Please look at these pictures:
algo 1:
algo 2:
algo 3:
algo 4:
As you can see algo 1 utilizes one CPU for full because of the millions of read()- or write()-calls.

algo 1

This algorithm is really slow. You cannot use it for a DB-application. You can use it for writing/reading if the data is less than 1GB (or so) in size. But it's easy to code.

algo 2

This looks like the best algorithm; it's the algo that is used in the MyI(SAM-engine of MariaDB/MySQL. It's a bit more work for coding and testing but the results are convincing. If the filesize exceeds the available RAM the time-values are getting worse. You could expect doubling the time if the filesize doubles but at some point in the test this value jumped up because of this effect. In the case of reading one can see this clearly at 32GB and up for the PC with 32GB of RAM (and a filesize of 8GB and up for the PC with 8GB of RAM).

algo 3

In the case of the asynchronous write/read-operation I expected a faster execution of the program because of the overlapping work but the numbers show that thi is not the case. I assume that the reason for this behavior is the bypassing of the OS which included some tricks that not applied for this algorithm but instead for algo 2.

algo 4

I added this only for my curisoity. The values do look close to algo 2.

conclusion

The best algorithm seems to be algo 2, the version used in the code of the MyISAM-engine. Very close to this is algo 4 (memory mapped), and algo 3 (asynchronous) is disappointing. Forget algo 1.

some thoughts

In real world multiple users are requesting data from or sending data to the database. Many reads and writes occur in (quasi) parallel. The tests here do not mirror this situation. So take the results with a grain of salt.

SSD

What about using a SSD?

My machine here is equipped with a SSD; a Samsung 840 PRO, which has a capacity of 120GB, and also has a harddisk, a Toshiba DT01ACA200 with 2TB capacity. I did all the tests above using the harddisk but I decided to test my program using this SSD too. You can compare the results with the harddissk-tests:
writing/reading 64GB-file using algo 2
PC with 32 GB RAM
              SSD           harddisk           disk/SSD
writing:   182,70 sec.      412,63 sec.         225,85%
reading:   126,53 sec.      499,47 sec.         394,74%

PC with 8GB RAM
              SSD           harddisk           disk/SSD
writing:   173,90 sec.      425,86 sec.         244,89%
reading:   127,16 sec.      499,47 sec.         392,79%

For speeding up the DB-operation you should buy a SSD.

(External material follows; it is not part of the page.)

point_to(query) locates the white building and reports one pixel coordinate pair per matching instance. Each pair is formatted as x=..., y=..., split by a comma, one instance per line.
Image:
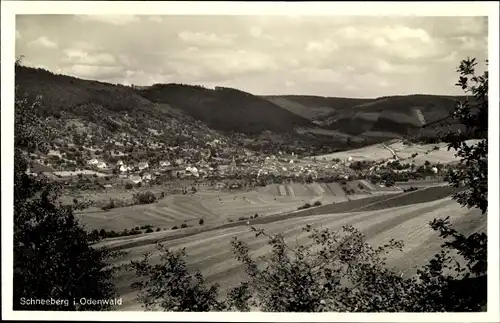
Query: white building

But please wait. Before you rush out and spend your money for a dozen of SSDs please look carefully at your database-design and the SQL-statements. Let me tell you a story: in a project some time ago we heard complains of the end-users about an application that took about 50 minutes before the first line of the result appears. 6 months later management mad a decision: these complains must disappear. So someone in the group got the job to look at this phenomenon. The application and the database were ported to our test-environment and in this environment the application was started. Here it took about 550 seconds until the first line of the result appears. Digging into the Java-code he found the SQL-statement for this job which was extracted and tested again using Squirrel. After some playing with this statement and looking into explain-data it was clear that all information was available but the database-server choose the wrong path for executing the request. So the statement was modified to convince the server of a better path to the result. With this modified statement the server presented the first line of the result within 10 seconds. The end-users were happy.

You can't achieve a speed-up of a factor of 50 by replacing the disks with SSDs.